Met verkiezingskreten als ‘Vol = vol’ en ‘Eigen volk eerst’ werd hij in de Kamer gekozen, totdat de Centrumpartij van binnenuit wegrotte – een bekend verschijnsel in rechtse kringen – en Janmaat in 1984 uit de partij stapte om de CD op te richten.
Een verzoeningspoging in 1986 liep uit op een drama. Sterker nog, die bijeenkomst in een hotel in het Utrechtse Kedichem was het doelwit van antifascistische actievoerders die rookbommen naar binnen gooiden en brandstichtten. Tijdens die aanslag sprong Janmaats partner Wil Schuurman uit het raam waarbij ze zo ongelukkig op haar been terechtkwam dat die in het ziekenhuis moest worden afgezet.
Even werd gedacht dat dat het einde was van de CD en de Centrumpartij, zeker gezien het feit dat beide partijen tijdens de verkiezingen van 1986 geen enkele zetel haalden. Maar drie jaar later, toen het kabinet-Lubbers II viel en er nieuwe verkiezingen werden uitgeschreven, keerde Janmaat dus terug, meeliftend op de ontevredenheid onder de bevolking van toen. De werkloosheid was hoog, immigranten werden de zondebok en Janmaat gedijde daar prima bij.
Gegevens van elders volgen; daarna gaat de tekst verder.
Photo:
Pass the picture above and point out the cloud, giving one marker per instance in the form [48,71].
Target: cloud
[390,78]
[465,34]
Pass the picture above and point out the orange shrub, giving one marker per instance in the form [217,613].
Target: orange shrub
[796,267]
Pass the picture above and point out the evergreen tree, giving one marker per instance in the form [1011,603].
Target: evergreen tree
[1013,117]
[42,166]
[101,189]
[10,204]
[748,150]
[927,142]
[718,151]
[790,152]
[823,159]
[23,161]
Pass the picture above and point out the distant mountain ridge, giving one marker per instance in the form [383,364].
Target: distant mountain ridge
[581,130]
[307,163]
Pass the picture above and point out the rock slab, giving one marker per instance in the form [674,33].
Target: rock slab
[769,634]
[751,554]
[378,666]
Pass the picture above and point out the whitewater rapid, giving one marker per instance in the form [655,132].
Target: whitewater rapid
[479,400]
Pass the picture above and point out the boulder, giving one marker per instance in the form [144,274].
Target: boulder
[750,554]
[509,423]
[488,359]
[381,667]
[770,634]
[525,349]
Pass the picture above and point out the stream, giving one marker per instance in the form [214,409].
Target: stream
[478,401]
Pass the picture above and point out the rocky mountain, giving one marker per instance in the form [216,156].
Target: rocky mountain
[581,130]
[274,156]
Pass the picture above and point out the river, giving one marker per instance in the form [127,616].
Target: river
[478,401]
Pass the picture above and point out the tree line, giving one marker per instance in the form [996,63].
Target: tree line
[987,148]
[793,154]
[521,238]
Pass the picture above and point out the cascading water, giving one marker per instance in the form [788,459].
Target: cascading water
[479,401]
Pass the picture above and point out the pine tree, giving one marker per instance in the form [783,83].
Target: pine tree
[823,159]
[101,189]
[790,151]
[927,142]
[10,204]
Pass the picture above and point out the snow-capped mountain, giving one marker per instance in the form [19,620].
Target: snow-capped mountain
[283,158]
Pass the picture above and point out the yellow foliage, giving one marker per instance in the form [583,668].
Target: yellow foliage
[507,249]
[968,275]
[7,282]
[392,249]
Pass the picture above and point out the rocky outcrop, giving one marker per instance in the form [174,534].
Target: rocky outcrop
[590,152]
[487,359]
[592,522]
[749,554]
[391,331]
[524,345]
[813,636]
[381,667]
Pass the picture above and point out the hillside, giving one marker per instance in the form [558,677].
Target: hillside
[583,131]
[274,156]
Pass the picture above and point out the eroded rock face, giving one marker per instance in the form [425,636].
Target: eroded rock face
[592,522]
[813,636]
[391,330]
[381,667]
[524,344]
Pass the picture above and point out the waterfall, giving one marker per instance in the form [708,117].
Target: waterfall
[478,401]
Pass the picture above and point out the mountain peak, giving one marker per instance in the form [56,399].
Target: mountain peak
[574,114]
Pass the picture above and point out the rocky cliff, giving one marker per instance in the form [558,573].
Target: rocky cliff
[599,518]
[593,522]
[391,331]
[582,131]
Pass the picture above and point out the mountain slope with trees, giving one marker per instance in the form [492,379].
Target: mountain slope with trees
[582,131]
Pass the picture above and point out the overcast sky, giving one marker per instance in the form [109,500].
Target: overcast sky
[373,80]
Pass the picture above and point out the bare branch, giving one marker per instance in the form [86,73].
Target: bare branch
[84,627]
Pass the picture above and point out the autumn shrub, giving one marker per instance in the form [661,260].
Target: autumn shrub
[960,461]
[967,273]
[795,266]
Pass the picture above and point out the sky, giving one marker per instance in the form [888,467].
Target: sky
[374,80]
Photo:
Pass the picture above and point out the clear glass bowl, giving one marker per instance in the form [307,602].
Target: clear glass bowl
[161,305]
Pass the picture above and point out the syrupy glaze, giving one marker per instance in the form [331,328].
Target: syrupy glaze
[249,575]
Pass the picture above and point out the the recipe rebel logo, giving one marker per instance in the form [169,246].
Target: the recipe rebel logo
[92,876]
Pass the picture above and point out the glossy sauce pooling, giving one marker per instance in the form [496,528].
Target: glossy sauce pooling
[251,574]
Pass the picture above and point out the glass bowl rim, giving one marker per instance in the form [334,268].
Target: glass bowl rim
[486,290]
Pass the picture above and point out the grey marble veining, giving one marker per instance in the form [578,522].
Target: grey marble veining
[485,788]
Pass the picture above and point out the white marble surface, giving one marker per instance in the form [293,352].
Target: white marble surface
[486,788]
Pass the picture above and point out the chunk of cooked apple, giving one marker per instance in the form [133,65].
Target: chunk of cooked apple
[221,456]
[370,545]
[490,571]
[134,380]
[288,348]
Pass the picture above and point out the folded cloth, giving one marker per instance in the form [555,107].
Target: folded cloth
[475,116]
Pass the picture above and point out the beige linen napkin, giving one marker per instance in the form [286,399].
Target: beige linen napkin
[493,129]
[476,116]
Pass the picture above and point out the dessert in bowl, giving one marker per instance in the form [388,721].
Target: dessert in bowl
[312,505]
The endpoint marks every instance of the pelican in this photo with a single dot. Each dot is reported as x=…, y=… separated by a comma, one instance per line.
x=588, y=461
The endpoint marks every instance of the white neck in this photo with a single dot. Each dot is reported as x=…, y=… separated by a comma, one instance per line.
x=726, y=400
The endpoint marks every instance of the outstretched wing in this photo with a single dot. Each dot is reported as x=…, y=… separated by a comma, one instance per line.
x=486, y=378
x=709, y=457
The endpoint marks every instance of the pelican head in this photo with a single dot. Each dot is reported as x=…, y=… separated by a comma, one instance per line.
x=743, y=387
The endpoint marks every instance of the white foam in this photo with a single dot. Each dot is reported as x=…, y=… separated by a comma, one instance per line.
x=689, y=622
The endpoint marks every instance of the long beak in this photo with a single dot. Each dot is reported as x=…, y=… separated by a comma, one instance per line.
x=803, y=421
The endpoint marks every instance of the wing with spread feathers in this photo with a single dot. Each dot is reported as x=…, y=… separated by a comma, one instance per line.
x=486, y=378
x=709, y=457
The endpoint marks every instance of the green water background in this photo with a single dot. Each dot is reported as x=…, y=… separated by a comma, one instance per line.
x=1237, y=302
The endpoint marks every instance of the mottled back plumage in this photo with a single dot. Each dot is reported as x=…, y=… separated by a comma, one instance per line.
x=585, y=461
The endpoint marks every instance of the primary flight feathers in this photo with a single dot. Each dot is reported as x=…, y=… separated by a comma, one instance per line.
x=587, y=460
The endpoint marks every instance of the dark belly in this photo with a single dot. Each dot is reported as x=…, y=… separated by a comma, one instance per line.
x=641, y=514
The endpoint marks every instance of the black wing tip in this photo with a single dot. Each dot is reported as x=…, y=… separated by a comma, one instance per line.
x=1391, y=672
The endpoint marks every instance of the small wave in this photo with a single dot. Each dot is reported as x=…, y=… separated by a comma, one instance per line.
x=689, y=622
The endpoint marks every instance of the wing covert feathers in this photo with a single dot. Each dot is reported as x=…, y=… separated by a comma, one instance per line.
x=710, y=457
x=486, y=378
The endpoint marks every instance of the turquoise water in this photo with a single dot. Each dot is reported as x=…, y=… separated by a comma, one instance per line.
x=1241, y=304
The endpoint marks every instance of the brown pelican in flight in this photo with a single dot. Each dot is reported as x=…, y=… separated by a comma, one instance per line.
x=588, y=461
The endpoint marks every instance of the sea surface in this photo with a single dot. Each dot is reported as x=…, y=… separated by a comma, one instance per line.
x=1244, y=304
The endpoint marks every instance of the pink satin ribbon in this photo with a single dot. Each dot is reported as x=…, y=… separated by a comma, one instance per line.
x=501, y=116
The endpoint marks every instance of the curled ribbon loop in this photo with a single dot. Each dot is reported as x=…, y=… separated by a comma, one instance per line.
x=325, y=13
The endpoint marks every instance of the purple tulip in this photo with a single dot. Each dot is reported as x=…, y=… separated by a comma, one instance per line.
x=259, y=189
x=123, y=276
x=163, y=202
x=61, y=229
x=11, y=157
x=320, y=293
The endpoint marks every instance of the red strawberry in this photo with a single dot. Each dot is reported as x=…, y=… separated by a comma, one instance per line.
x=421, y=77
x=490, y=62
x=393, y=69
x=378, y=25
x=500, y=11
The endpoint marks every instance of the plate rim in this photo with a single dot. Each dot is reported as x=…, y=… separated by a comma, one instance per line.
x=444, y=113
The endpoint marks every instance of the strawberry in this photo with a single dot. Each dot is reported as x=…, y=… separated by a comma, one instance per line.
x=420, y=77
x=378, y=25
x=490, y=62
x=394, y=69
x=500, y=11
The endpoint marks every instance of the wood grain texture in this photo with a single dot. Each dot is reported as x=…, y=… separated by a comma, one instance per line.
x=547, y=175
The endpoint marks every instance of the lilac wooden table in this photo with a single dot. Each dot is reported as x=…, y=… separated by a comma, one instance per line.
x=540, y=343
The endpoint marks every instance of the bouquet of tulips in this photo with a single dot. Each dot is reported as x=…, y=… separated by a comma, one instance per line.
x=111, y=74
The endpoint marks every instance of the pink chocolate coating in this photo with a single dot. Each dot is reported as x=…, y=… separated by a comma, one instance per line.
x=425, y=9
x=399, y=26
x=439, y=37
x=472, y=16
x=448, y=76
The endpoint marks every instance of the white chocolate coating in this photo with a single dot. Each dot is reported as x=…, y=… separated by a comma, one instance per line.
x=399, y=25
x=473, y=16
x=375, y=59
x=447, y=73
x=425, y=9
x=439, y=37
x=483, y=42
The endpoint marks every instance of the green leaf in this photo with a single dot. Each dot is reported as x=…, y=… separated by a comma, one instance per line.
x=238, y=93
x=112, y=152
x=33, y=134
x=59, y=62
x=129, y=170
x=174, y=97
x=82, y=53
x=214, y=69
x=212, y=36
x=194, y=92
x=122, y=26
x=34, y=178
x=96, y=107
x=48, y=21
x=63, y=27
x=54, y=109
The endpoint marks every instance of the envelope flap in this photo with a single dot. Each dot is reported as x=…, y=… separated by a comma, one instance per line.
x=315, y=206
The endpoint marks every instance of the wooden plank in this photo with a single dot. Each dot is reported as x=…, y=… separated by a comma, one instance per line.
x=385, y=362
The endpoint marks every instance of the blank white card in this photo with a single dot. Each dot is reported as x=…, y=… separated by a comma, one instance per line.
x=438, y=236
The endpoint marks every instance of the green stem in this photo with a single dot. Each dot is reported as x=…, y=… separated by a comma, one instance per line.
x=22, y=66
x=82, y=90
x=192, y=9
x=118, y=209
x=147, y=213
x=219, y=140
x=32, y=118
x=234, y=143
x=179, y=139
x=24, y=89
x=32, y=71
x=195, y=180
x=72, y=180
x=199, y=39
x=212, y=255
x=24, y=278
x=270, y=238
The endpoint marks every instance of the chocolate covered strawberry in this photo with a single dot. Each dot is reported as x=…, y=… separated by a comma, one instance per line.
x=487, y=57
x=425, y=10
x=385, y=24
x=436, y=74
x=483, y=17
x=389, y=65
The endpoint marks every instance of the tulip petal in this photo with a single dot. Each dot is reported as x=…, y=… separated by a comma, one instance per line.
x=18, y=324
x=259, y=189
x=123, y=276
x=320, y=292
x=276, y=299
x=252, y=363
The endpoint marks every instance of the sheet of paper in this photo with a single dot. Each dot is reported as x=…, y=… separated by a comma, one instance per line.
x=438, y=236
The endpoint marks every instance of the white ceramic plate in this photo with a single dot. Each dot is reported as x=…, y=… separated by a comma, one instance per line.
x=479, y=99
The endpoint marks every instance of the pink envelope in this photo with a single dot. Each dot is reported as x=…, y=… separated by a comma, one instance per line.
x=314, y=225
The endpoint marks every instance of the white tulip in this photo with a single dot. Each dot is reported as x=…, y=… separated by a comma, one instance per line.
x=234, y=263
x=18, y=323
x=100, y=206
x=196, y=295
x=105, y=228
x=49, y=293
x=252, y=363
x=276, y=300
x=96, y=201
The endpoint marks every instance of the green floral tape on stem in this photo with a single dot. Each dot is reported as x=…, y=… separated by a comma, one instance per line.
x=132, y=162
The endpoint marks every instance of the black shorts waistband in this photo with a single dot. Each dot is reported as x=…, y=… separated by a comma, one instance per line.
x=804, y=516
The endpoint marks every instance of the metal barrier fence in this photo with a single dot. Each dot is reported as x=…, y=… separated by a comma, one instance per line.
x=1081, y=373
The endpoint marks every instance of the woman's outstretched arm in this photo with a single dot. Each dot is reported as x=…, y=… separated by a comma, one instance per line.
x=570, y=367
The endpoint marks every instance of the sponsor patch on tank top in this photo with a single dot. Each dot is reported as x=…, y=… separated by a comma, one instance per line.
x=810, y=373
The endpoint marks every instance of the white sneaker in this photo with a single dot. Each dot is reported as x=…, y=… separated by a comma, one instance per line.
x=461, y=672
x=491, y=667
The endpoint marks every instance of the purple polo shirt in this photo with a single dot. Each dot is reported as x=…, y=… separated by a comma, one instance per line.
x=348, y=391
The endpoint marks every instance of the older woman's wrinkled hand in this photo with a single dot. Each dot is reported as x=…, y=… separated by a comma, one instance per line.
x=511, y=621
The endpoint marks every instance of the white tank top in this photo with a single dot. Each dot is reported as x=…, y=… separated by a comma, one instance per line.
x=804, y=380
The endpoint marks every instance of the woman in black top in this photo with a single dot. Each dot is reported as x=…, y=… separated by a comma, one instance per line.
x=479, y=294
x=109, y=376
Hans Janmaat hield niet van Oranje: ‘Zo’n multiraciaal elftal vind ik geen verbetering’
Het profiel dat we destijds over Janmaat schreven is 33 jaar later nog pijnlijk actueel. Hans Janmaat is al twintig jaar dood, maar de groeiende onvrede van nu is te vergelijken met die van toen. En de ruk naar rechts ook, al was die destijds minder ferm dan nu. Dat komt waarschijnlijk, omdat Janmaat niet het charisma en de welbespraaktheid van de huidige rechtse vleugel had. Nog los van het feit dat zijn opvattingen zo idioot waren dat hij meer dan eens het mikpunt van spot was. Janmaat hield niet van voetbal, en al helemaal niet van Oranje, omdat hij ‘zo’n multiraciaal elftal geen verbetering’ vond. Al snel verpieterde hij in het verdomhoekje, ook omdat zijn politieke carrière steeds meer uit ongewenste intimiteiten, drankmisbruik en frauduleuze praktijken bestond.
Graven in het leven van Janmaat was even moeilijk en onsmakelijk als zoeken naar guldens in een emmer snot, schreven we. Dat geldt tegenwoordig voor meer mensen, vrezen we.